• Marcelo Duarte Lins
  • 11/05/2025
  • Compartilhe:

A eleição dos reflexos

 

Marcelo Duarte Lins

         Assistindo a um documentário sobre lobos, me peguei pensando: será mesmo que somos a espécie mais inteligente do planeta? Porque, veja bem, entre os bichos selvagens, liderança é coisa séria. Não se entrega o rumo da matilha ao mais simpático — nem se espera que o doente indique o caminho da caça.
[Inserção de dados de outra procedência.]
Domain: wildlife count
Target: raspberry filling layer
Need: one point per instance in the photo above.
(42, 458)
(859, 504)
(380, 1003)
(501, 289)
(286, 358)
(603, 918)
Quem lidera, lidera porque sabe o que faz.

Na floresta, o silêncio obedece ao instinto.

O lobo velho não guia a alcateia porque sorri bem — mas porque sabe o caminho de volta no escuro.

Entre folhas e presas, quem lidera é quem escuta o vento, quem sente o chão tremer antes da tempestade.

Ali, o fraco descansa — não comanda.

Mas no reino das luzes artificiais e dos discursos decorados, os humanos preferem o eco à bússola.

Trocam o sábio pelo simpático, o que vê longe por quem diz o que alivia.

A democracia não falha por si.

Falha quando o povo, em vez de buscar a sabedoria, procura um reflexo que o conforte.

Elege o espelho, não o farol.

Vota em quem lhe devolve o próprio rosto —

mesmo que esteja sujo, cansado ou cego.

Assim, o poder vira palco.

Não há planos — só performances.

O ignorante brilha porque fala fácil,

e o preparado cansa,

porque pensar é verbo que exige pausa —

e a pressa da multidão não perdoa a dúvida.

Nietzsche sussurra, de longe:

“As imagens vencem a razão.”

E nunca os holofotes brilharam tanto para tão pouco.

Vivemos tempos em que a inteligência anda de cabeça baixa,

e a mediocridade desfila como se fosse destino.

A história, esquecida, bate à porta

como um velho professor que ninguém quer ouvir.

Não é “como ele chegou lá” que devemos perguntar,

mas: “por que continuamos empurrando?”

E talvez a resposta seja só essa:

Pensar exige silêncio, exige fôlego —

e há quem prefira gritar slogans

a respirar fundo e enxergar o abismo.

Entre nós, civilizados e cheios de diplomas,

parece que a lógica tirou férias.

Elegemos líderes não por sabedoria, mas por carisma.

Não importa se o sujeito tem visão de futuro;

basta que fale bonito, diga o que queremos ouvir e sorria bem nas selfies.

É o show da representatividade emocional.

Mas, claro: pensar cansa.

E sempre há alguém pronto para obedecer

desde que o idiota tenha carisma.

Aguardemos, pois, a Revolta dos Competentes e dos Probos.

Que ajam como lobos — e saibam liderar o povo indicando o Norte a ser tomado.